While reading Lee's Introduction to Smooth Manifolds' proof of proposition 16.8, I encountered the following general statement about manifolds
(Suppose $(U,\phi)$ is a chart from a $n-$manifold with, or without boundary)
In fact, by restricting to sufficiently nice charts, we may assume that $U$ is precompact, $Y=\phi(U)$ is a domain of integration in $\mathbb{R}^n$ or $\mathbb{H}^n$, and $\phi$ extends to a diffeomorfism from $\bar U$ to $\bar Y$.
Where a domain of integration is a bounded set whose topological boundary in $\mathbb{R}^n$ has measure zero.
I certainly understand the first assumption, since smooth manifolds are localy compact, however, I don't understand why the image of each of those domains should be a domain of integration, nor why the coordinate charts can be extended to the closure the way it is asserted.
Any help will be appreciated, thanks in advance.

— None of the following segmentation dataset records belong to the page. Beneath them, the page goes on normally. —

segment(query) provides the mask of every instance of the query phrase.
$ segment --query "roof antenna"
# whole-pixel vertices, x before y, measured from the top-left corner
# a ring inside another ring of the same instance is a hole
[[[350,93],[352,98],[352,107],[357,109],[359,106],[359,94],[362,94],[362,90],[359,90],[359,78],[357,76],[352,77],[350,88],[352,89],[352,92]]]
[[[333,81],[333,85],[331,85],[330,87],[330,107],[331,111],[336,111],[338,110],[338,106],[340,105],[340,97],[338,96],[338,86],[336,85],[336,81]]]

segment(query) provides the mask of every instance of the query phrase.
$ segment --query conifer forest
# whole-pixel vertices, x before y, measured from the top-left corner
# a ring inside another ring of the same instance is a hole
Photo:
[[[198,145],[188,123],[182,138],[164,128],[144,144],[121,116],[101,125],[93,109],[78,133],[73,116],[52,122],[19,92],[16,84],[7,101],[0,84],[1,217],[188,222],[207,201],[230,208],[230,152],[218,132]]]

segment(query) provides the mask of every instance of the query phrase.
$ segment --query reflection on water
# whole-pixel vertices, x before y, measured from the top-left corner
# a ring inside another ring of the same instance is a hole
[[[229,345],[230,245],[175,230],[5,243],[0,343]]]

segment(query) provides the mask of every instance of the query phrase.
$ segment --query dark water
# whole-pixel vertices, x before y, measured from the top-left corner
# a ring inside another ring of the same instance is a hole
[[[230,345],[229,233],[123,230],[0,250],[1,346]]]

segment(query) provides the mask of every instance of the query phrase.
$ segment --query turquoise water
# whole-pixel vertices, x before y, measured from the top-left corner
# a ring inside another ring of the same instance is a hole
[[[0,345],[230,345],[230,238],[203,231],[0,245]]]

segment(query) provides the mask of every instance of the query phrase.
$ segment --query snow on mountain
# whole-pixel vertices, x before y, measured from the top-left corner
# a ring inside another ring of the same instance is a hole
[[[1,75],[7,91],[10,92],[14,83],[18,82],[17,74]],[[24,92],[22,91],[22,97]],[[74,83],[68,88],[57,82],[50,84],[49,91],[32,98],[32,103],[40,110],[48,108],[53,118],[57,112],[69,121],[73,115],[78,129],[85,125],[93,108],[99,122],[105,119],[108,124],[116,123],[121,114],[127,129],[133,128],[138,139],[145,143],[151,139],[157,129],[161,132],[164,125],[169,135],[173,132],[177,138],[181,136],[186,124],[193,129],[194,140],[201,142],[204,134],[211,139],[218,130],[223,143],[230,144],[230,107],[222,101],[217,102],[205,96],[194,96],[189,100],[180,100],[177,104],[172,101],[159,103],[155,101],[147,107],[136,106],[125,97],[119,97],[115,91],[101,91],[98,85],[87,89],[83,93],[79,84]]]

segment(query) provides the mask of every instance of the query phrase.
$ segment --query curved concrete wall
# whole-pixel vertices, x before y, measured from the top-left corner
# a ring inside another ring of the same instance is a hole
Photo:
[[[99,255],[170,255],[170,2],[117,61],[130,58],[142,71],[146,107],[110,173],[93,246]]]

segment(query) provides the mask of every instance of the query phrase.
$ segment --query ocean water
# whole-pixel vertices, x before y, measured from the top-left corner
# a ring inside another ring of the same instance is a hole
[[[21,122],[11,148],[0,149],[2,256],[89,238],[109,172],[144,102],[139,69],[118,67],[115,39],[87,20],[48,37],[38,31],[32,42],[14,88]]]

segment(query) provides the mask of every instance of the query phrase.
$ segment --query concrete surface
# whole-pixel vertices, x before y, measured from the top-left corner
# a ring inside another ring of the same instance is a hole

Fix a point $p$ in the interior of your manifold and choose a chart $(U,\phi)$ containing $p$. Now choose an open ball $B$ containing $\phi(p)$ whose closure is contained in $\phi(U)$, and let $V=\phi^{-1}(B)$. Then $(V,\phi|_V)$ is a chart containing $p$ whose image $B$ is a domain of integration, and this chart extends to a diffeomorphism $\phi^{-1}(\overline{B})\to\overline{B}$ between the closures which are compact.
For boundary points you can do the same thing, but with a half-ball instead of a ball.